The change affects employers that use UnitedHealthcare commercial plans as well as individual patients who buy UnitedHealthcare coverage from HealthCare.gov or another Affordable Care Act public health insurance exchange.

The move affects 196 nuclear medicine procedures, 18 obstetrical ultrasound procedures and 17 electrocardiography procedures.

Twenty-eight of procedures involve imaging of thyroid and parathyroid glands, 20 involve lungs and four involve the hearts of fetuses.

The change will not affect other procedures UnitedHealthcare might use to discourage unnecessary use of imaging procedures.

What it means: Employers might be happy to hear that health plan participants will face fewer obstacles to getting necessary, high-value care.

But employers and their plan administrators continue to face pressure to reduce spending on unnecessary care and low-value care. They might like to hear about other ideas for holding down spending on imaging.

The backdrop: The UnitedHealthcare announcement about the list of procedures subject to prior authorization reviews comes as health insurers are facing resistance from health care providers, patients and some policymakers in Washington and state capitals over concerns that doctors often waste hours explaining the need for routine or obviously necessary procedures to health plan administrators who know little about the procedures.

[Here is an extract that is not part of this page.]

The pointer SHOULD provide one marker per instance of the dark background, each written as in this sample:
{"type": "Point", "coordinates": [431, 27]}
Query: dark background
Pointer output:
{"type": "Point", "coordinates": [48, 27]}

Dr. Mehmet Oz, a cardiothoracic surgeon and the current administrator of the Centers for Medicare and Medicaid Services, said during his confirmation hearing in March that prior authorization reviews are a big headache for providers and that one solution might be to limit the number of procedures subject to prior authorization reviews.

UnitedHealthcare's parent company, UnitedHealth, promised regulators that it would try to reduce the prior authorization burden.